Figure 2. IGTPase influences persistence of B. burgdorferi in feeding ticks and is induced by a mammalian cytokine.

Figure 2

(A) Schematic representation of IGTPase open reading frame showing multiple exons and regions targeted for RNA interference. Exons (gray boxes), regions for dsRNA, and primers for assessment of transcript silencing are shown.

(B) Knockdown of IGTPase transcripts via RNA interference. Nymphal ticks (25/group) were injected with IGTPase dsRNA or control GFP dsRNA, allowed to feed on infected mice and collected after feeding. IGTPase transcript levels in gut tissues were measured by quantitative RT-PCR and normalized for tick β-actin. The data represent the mean ± SEM values from five individual ticks. * p < 0.0001.

(C) Silencing of IGTPase expression results in higher levels of B. burgdorferi in ticks. Nymphs were microinjected with IGTPase dsRNA or GFP dsRNA, allowed to parasitize B. burgdorferi-infected mice and spirochete burden in ticks was detected by measuring flaB transcripts normalized with tick β-actin. The mean ± SEM values from five individual ticks are presented. * p < 0.05.
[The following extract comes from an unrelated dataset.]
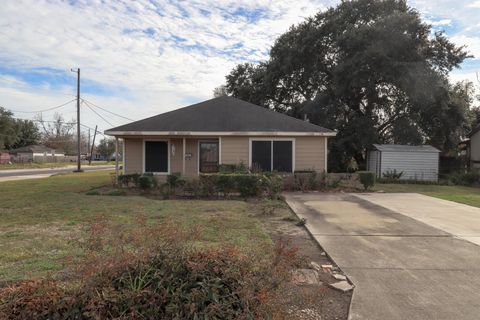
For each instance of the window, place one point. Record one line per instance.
(156, 156)
(272, 155)
(208, 156)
(D) Selective induction of IGTPase during B. burgdorferi acquisition from infected mice. Naïve nymphal ticks that engorged on B. burgdorferi-infected mice for 48 hours show an average of 20-fold higher IGTPase transcript levels compared to naïve ticks or to B. burgdorferi-infected ticks that parasitized uninfected hosts during spirochete transmission. The data represent the mean ± SEM values from pools of 20 ticks per group.
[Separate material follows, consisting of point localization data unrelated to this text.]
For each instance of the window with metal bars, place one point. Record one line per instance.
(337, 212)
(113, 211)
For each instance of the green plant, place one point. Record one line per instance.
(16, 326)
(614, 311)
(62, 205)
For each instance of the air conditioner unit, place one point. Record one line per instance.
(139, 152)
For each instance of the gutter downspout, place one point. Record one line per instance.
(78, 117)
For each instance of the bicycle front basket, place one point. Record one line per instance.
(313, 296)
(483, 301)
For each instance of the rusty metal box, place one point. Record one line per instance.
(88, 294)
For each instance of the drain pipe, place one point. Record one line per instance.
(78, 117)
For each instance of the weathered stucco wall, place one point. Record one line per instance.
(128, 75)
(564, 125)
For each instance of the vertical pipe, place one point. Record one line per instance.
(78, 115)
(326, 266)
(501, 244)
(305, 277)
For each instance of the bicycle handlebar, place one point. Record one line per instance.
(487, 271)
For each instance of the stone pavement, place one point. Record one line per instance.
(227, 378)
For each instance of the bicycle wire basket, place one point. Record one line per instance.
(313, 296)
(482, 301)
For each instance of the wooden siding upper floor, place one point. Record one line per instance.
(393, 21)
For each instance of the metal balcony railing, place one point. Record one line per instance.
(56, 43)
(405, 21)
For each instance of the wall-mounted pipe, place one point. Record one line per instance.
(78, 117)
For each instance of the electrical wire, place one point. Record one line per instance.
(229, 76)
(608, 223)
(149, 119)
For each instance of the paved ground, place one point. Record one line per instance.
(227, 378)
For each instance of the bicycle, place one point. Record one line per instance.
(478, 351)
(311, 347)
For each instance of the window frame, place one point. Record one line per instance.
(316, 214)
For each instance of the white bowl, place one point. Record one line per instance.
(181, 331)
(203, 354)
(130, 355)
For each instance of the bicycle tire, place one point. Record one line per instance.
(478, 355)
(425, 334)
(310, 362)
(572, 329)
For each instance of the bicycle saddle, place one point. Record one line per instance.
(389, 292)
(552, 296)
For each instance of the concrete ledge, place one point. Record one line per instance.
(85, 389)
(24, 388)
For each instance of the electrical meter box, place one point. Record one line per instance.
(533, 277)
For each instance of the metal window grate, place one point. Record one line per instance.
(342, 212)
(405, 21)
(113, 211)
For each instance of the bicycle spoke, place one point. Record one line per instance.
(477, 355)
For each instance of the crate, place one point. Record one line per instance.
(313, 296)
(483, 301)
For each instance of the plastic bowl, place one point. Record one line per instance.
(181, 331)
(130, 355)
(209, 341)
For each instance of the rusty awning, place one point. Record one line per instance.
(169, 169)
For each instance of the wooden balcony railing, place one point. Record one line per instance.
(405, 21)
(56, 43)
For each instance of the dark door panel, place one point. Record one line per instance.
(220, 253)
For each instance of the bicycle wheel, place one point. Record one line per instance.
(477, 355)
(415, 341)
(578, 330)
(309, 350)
(E) Expression of IGTPase is induced by a mammalian cytokine. Groups of nymphal ticks were microinjected with PBS (control) or a panel of mammalian cytokines induced during B. burgdorferi infection and allowed to parasitize naïve mice for 48 hours. The amounts of IGTPase transcripts normalized against tick β-actin were then analyzed by qRT-PCR. The data presented correspond to at least three ticks from each group. * p < 0.02.

(F) Expression of IGTPase is significantly induced in the presence of IFNγ. Groups of nymphal ticks (25/group) were injected with IFNγ or a control cytokine (IL-12) and examined for upregulation of IGTPase transcripts, as described for Figure 2E. The data represent the mean ± SEM values from 10 individual ticks. * p < 0.05.

(G) IGTPase induction and its spirochete control require the presence of IFNγ. Groups of nymphal ticks (25/group) were injected with buffer (PBS), B. burgdorferi, or B. burgdorferi plus IFNγ, and examined for upregulation of IGTPase transcripts (left panels) and spirochete levels (right panels), as described for Figure 2E and 2C, respectively. The data represent the mean ± SEM values from 10 individual ticks. * p < 0.05.